When he didn’t stop I raised the branch that I had in my hand menacingly, but even then he wouldn’t be silent. This enraged me, and I hit him hard. I heard the whistling in the air and saw his look of astonishment when the blow struck his ear. Stupid dog, stupid dog, whom Mario had given as a puppy to Gianni and Ilaria, who had grown up in our house, had become an affectionate creature — but really he was a gift from my husband to himself, who had dreamed of a dog like that since he was a child, not something wished for by Gianni and Ilaria, spoiled dog, dog that always got its own way. Now I was shouting at him, beast, bad dog, and I heard myself clearly, I was lashing and lashing and lashing, as he huddled, yelping, his body hugging the ground, ears low, sad and motionless under that incomprehensible hail of blows.

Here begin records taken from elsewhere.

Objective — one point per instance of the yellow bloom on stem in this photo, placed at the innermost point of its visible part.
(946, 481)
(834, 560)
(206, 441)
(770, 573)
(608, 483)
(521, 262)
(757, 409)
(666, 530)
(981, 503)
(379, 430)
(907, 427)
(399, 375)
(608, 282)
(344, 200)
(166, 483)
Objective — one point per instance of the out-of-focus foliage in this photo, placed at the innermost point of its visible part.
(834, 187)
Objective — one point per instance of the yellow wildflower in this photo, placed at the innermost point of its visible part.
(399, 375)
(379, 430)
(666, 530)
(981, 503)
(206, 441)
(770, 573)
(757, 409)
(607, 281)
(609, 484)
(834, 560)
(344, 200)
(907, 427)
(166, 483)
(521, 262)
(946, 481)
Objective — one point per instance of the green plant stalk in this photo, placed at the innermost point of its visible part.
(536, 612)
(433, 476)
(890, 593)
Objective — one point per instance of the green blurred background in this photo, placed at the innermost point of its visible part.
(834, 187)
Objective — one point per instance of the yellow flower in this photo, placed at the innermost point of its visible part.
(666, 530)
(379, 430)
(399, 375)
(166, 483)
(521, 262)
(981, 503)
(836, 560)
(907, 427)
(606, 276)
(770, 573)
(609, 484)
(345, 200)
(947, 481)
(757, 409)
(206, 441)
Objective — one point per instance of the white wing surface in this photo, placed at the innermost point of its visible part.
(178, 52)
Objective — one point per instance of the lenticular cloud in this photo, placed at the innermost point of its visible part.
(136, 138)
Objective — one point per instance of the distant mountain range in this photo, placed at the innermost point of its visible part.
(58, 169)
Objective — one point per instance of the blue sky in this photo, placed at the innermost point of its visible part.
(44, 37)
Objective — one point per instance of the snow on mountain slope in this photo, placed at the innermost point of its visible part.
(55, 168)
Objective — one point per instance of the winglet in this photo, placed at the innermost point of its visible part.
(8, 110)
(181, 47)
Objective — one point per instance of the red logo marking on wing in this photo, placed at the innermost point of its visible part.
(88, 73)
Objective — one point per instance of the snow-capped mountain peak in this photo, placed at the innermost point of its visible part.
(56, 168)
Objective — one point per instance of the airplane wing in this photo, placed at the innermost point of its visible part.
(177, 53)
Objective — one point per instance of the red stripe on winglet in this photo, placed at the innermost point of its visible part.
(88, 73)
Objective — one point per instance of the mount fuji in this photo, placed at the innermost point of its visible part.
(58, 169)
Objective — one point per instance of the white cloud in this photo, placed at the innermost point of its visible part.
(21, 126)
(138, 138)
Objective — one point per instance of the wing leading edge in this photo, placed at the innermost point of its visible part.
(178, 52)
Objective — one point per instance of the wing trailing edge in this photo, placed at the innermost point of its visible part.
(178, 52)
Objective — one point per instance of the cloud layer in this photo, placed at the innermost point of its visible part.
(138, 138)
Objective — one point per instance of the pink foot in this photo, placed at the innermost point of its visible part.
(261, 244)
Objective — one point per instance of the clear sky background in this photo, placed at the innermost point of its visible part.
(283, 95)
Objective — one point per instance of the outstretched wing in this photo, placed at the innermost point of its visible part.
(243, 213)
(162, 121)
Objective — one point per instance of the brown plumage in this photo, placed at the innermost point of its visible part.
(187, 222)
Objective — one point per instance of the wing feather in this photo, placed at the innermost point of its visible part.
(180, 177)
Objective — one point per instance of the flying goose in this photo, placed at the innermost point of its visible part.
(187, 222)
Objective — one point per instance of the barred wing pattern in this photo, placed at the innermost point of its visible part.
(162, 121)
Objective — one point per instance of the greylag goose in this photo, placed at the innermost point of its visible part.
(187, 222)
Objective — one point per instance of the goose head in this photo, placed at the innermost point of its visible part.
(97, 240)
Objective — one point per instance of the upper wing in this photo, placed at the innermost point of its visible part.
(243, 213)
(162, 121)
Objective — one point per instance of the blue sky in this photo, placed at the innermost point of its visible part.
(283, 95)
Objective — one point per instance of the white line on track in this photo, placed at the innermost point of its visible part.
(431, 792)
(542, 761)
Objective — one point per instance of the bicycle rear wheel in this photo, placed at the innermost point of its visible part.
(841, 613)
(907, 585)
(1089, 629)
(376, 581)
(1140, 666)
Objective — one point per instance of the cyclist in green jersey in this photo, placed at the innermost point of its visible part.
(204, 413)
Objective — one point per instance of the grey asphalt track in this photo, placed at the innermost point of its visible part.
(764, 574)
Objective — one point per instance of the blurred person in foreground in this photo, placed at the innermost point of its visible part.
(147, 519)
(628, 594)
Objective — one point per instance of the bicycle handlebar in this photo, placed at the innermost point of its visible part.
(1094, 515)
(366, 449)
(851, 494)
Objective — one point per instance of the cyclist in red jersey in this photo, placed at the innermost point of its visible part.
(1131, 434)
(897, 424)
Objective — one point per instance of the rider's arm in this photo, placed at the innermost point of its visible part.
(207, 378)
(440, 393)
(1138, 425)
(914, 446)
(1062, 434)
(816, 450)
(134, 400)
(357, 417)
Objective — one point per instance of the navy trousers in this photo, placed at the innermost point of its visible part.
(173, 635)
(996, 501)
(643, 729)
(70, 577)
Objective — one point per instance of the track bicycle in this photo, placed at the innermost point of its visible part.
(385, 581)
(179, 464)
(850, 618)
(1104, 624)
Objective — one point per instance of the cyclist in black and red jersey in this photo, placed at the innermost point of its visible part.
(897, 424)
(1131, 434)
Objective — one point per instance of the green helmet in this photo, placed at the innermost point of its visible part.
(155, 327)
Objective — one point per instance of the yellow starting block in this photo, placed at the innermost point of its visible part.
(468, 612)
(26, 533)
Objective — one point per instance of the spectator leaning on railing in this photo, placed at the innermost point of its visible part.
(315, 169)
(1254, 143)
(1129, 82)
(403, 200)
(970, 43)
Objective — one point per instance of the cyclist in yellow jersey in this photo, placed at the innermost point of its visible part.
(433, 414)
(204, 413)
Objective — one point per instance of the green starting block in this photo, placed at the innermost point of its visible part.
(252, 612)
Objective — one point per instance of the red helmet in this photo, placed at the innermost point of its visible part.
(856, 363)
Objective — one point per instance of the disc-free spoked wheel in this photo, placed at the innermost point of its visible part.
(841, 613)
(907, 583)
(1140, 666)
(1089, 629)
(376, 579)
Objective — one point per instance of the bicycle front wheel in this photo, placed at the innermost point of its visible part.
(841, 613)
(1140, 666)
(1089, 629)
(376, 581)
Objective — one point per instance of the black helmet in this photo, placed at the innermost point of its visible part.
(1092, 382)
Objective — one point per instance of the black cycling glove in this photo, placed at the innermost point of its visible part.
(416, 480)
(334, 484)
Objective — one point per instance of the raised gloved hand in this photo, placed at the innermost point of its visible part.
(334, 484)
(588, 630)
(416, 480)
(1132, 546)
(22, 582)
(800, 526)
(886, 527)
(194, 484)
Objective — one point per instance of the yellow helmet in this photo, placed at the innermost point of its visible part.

“What are you doing?” the woman murmured.
When I didn’t answer but continued to hit Otto, she hurried away, pushing the carriage with one hand, frightened now not by the dog but by me.
12
When I became aware of her reaction I stopped. I looked at the woman, who was almost running along the path, raising the dust, and then I heard Otto whining unhappily, his head between his paws.
I threw away the whip, crouched down beside him, caressed him for a long time. What had I done to him. I had decomposed, as if exposed to an acid, within the perception of a poor disoriented animal. I had struck the brutal blow of what comes randomly. I had upset the stratified structure of experience, and now everything was a capricious flux. Yes, poor Otto, I murmured, over and over again, yes.
We returned home. I opened the door, went in. But the house didn’t feel empty, someone was there.
Otto darted quickly down the hallway, recovering energy and cheerfulness. I ran to the children’s room, they were sitting on their beds, their schoolbags on the floor, with a look of perplexity. I checked the time: it had happened — I had forgotten about them.
“What’s that bad smell?” asked Gianni, pushing away Otto’s greetings.
“Insecticide. We have ants in the house.”
Ilaria complained:
“When do we eat?”
I shook my head. Dimly in my mind was a question, and meanwhile I explained aloud to the children that I hadn’t gone shopping, I hadn’t cooked, I didn’t know what to give them to eat, it was the fault of the ants.
Then I gave a start. The question was:
“How did you get into the house?”
Yes, how had they got in? They didn’t have keys, I hadn’t given them keys, I doubted that they would know how to deal with a lock. And yet there they were in their room, like an apparition. I hugged them with excessive force, embraced them to be sure that it was really them in flesh and blood, that I wasn’t talking to figures made of air.
Gianni answered:
“The door was partly open.”
I went to the door and examined it. I found no sign of forced entry, but that wasn’t surprising, the lock was old and would be easy to open.
“There was no one in the house?” I asked the children, in dismay, and meanwhile I thought: what if the burglars had been surprised by the children and now were hiding somewhere?
I went through the house keeping the children close to me, reassured only by the fact that Otto followed us, dashing around, without showing any sign of alarm. I looked everywhere, no one. Everything was tidy, clean, there was no trace even of the ants.
Ilaria persisted:
“What is there to eat?”
I made a frittata. Gianni and Ilaria devoured it, I nibbled on some bread and cheese. I ate distractedly, distractedly listened to the chatter of the children, what they had done at school, what that friend had said, who had been mean to them.
Meanwhile I thought: burglars root around everywhere, they overturn drawers, if they don’t find anything to steal they take revenge by shitting on the sheets, peeing throughout the house. No sign of this in the apartment. And anyway it wasn’t a rule. I became lost in a memory of an episode of twenty years earlier, when I was still living at home with my parents. It contradicted all reports about the behavior of robbers. Coming home we had found the door forced open, but the house in perfect order. There was no trace of foul vengeance. Only hours later did we discover that the one thing of value we had was missing: a gold clock that my father had given my mother years earlier.